Una delle frasi più utilizzate da Siv Jensen nel corso di questi giorni è stata “bisogna dare per ottenere”, una sorta di inno al compromesso che non tutti s’aspettavano. Ma la domanda è: resterà questa la linea del partito anche nelle prossime ore? Se così non fosse, per Solberg potrebbe essere complicato trovare un’intesa su argomenti delicatissimi come la politica economica.
Quel che è certo è che Erna Solberg ha fallito il suo primo obiettivo. Non ci sarà un governo formato da quattro partiti, non ci sarà quel governo che lei si era augurata di guidare. E questo, sottolinea il quotidiano Aftenposten, potrebbe avere ripercussioni anche sulla vita politica della Norvegia negli anni a venire. Un esecutivo larghissimo com’era nei piani di Solberg le avrebbe quasi certamente garantito una rielezione nel 2017, aveva scritto più di qualche commentatore.

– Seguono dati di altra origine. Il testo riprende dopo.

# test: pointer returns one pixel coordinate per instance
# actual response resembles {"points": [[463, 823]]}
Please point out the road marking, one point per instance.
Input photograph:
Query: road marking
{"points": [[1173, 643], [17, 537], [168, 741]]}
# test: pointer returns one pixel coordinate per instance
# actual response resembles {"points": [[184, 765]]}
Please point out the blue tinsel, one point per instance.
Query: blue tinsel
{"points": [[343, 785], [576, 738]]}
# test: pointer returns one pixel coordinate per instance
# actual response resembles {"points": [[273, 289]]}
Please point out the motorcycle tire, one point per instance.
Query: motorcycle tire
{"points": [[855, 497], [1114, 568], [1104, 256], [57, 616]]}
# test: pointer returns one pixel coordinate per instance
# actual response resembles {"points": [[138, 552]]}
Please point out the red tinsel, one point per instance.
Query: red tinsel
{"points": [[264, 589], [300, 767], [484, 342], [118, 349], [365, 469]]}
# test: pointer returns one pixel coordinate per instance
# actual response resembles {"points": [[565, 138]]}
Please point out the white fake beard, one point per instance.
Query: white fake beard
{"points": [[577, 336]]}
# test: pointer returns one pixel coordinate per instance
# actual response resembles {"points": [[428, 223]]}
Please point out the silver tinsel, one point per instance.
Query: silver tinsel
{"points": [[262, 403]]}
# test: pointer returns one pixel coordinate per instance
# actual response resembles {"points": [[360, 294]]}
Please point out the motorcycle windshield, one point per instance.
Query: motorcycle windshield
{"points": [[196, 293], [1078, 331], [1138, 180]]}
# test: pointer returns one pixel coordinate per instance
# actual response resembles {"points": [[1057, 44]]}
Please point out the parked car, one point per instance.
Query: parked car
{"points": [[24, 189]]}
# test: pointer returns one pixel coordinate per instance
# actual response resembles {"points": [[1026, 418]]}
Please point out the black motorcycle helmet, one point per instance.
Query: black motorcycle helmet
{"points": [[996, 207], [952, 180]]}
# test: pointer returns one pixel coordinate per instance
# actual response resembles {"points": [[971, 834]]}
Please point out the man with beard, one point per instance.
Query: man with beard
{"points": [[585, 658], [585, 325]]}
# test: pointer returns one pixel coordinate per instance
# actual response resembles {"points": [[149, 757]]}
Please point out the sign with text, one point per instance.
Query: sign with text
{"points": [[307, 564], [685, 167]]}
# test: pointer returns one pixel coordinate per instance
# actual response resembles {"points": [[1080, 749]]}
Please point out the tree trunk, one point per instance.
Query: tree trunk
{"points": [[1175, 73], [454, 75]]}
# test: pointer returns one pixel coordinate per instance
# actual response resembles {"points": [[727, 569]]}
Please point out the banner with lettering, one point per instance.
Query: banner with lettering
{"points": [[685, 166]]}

Ora, tutto questo non è più scontato.
Ma anche la navigazione nel presente sarà più burrascosa. Frank Aarebrot, esperto di politica norvegese, ha sottolineato che per Solberg s’è concretizzata la peggiore delle soluzioni possibili: un governo di minoranza in coabitazione col Partito del Progresso, il quale può essere indicato come il vincitore di questa prima parte.
Siv Jensen non voleva far parte di un esecutivo insieme al Partito Liberale e al Partito Cristiano Popolare e così è stato: con i due alleati minori in seconda fila – determinanti nei numeri ma pur sempre un passo indietro – il Partito del Progresso potrà far valere le proprie idee con più forza. Se l’azione di governo dovesse diventare un braccio di ferro continuo, alla lunga a uscirne logorata sarebbe proprio Erna Solberg.